Leipzig – Umgestürzte Bäume und Masten, abgedeckte Dächer, Stromausfälle und Personenschäden. Friederike hinterließ als schwerstes Orkantief genau 11 Jahren nach Kyrill schwere Verwüstung im Leipziger Raum. Die Einsatzkräfte der Feuerwehr waren bis zum letzten Mann gefordert.

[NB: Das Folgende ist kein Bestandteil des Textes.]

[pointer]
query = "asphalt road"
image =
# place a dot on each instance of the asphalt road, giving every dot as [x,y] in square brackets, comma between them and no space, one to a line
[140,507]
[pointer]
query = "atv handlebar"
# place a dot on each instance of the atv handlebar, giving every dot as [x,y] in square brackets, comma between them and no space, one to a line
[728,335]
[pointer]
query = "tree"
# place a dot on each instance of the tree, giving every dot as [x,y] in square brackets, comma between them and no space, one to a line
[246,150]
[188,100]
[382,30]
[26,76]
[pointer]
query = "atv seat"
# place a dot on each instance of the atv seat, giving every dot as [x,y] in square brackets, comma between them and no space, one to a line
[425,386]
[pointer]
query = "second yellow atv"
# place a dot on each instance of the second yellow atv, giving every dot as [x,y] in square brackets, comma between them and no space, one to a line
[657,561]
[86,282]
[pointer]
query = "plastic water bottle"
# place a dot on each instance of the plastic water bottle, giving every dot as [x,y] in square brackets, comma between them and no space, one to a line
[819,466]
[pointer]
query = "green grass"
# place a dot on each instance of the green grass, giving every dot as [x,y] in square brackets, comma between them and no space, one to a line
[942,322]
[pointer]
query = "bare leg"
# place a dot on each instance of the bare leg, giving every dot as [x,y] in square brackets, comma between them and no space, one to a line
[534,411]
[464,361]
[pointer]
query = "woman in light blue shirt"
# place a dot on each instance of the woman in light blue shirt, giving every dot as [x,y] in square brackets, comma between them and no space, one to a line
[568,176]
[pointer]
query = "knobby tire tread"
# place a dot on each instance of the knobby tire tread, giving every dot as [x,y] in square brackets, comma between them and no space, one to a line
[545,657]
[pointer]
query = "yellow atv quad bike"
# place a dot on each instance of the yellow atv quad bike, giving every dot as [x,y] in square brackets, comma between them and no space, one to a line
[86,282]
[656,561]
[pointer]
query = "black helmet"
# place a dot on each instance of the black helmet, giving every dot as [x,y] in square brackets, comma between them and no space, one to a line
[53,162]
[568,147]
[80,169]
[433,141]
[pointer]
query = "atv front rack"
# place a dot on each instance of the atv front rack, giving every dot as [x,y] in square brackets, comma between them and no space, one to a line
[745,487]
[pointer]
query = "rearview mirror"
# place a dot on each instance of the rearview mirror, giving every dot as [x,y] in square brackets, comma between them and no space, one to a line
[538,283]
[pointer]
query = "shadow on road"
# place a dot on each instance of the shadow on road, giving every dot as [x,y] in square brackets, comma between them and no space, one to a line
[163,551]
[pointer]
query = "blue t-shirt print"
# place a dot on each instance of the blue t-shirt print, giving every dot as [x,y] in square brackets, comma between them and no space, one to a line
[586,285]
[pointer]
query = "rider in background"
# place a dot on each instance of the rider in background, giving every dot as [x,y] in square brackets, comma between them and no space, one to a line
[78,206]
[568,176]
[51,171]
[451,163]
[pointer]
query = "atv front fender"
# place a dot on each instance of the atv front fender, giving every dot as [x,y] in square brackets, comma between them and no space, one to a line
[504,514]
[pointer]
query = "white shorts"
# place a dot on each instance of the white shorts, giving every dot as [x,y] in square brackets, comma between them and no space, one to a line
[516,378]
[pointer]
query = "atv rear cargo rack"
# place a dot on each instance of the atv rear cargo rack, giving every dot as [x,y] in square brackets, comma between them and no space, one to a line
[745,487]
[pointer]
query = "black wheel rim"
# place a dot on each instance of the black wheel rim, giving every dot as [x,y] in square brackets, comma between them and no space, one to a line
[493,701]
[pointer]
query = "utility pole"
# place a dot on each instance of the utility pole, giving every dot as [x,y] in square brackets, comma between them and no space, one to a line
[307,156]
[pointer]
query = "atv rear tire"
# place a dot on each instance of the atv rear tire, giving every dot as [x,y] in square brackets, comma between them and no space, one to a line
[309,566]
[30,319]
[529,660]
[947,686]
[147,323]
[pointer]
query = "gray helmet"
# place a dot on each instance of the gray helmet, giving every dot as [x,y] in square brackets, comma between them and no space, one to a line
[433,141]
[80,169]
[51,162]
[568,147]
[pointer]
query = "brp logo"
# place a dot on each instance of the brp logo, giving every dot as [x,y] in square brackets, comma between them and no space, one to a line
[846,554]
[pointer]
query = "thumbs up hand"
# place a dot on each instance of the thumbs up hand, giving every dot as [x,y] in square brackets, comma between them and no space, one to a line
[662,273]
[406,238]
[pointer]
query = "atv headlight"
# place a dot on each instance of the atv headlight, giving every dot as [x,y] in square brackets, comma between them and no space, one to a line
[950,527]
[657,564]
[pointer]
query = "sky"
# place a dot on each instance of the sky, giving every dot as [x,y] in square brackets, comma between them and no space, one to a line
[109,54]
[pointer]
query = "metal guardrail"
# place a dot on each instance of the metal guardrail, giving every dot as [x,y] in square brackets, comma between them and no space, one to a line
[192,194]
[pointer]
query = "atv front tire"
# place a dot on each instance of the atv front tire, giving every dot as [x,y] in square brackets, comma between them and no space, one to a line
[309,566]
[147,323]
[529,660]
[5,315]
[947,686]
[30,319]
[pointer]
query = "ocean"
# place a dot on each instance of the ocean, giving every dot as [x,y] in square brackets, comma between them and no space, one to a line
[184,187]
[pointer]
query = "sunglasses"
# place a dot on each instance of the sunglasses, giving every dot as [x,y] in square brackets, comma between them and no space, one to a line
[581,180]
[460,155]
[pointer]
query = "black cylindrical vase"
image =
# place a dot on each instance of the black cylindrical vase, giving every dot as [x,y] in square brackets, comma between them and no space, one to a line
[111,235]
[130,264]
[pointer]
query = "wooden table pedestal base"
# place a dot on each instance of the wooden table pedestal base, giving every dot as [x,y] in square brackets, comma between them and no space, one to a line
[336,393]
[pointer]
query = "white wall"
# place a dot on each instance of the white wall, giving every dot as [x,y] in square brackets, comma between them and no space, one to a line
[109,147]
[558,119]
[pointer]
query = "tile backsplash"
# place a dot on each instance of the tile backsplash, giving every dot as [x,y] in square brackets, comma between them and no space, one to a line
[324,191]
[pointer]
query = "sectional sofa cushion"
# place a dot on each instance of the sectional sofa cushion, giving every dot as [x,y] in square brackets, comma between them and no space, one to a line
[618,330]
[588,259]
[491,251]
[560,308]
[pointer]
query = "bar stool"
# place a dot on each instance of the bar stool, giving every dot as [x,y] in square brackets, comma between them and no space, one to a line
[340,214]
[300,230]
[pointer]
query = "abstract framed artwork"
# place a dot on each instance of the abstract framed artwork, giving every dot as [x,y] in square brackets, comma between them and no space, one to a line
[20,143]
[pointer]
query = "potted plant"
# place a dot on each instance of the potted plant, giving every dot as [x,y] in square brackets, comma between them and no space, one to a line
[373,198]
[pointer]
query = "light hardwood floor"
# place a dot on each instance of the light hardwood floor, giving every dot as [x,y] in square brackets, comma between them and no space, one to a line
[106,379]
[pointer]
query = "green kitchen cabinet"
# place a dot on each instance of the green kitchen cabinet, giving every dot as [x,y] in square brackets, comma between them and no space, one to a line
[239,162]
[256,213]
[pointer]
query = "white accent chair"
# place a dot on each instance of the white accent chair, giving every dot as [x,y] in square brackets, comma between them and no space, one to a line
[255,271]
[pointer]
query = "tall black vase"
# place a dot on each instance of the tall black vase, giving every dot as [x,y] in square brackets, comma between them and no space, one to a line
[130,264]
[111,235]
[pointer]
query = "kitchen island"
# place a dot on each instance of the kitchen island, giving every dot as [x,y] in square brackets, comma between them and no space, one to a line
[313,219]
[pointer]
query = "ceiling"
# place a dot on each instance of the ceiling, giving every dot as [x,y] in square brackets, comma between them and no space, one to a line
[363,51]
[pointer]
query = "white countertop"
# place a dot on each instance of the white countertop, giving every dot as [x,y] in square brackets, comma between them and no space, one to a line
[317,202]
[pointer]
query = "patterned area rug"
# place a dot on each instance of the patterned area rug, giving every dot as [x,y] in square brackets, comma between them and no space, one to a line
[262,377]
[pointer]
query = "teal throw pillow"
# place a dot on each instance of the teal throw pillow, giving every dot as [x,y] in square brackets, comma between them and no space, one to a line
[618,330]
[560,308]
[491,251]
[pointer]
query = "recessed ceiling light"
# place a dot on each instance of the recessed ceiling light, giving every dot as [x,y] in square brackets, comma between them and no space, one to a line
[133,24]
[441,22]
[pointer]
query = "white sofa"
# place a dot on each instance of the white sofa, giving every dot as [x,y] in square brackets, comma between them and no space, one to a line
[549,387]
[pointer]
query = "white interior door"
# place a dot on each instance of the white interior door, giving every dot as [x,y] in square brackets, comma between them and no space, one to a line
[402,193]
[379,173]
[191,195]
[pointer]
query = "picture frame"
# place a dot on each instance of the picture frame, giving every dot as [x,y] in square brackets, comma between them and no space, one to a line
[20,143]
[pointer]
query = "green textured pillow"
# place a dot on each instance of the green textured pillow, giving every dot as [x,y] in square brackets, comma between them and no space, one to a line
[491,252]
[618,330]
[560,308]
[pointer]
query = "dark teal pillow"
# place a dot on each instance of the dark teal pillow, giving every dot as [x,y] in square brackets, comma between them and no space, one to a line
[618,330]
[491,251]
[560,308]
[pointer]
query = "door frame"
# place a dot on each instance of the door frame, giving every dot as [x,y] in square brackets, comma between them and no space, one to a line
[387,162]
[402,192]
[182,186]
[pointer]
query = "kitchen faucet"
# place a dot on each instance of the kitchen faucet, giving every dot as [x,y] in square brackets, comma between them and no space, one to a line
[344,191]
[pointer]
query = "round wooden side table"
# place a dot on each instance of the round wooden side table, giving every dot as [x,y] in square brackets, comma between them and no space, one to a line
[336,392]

Die 120. Grundschule im Stadtteil Großzschocher musste aufgrund schwerer Dachschäden vorübergehend schließen. Auch hier sind die Aufräumarbeiten im Gange. Neben abgedeckten Dächern und herunterfallenden Ziegeln, waren hauptsächlich umstürzende Bäume für Schäden verantwortlich. Die Leipziger Polizei unterstützte die Feuerwehr mit allen zur Verfügung stehenden Mitteln. Die Deutsche Bahn musste den Fernverkehr aus Sicherheitsgründen in ganz Deutschland einstellen. Und auch die Leipziger Verkehrsbetriebe hatten mit Sturmschäden zu kämpfen, konntenaber durch die Unterstützung der Feuerwehr allerdings schnell wieder den regulären Verkehr aufnehmen. Etwa 2400 Notrufe gingen zwischen 14 und 16 Uhr bei der Regionalleitstelle Leipzig ein. LVB, Polizei und Feuerwehr zogen an einem Strang, um die Schäden so schnell wie möglich zu beseitigen.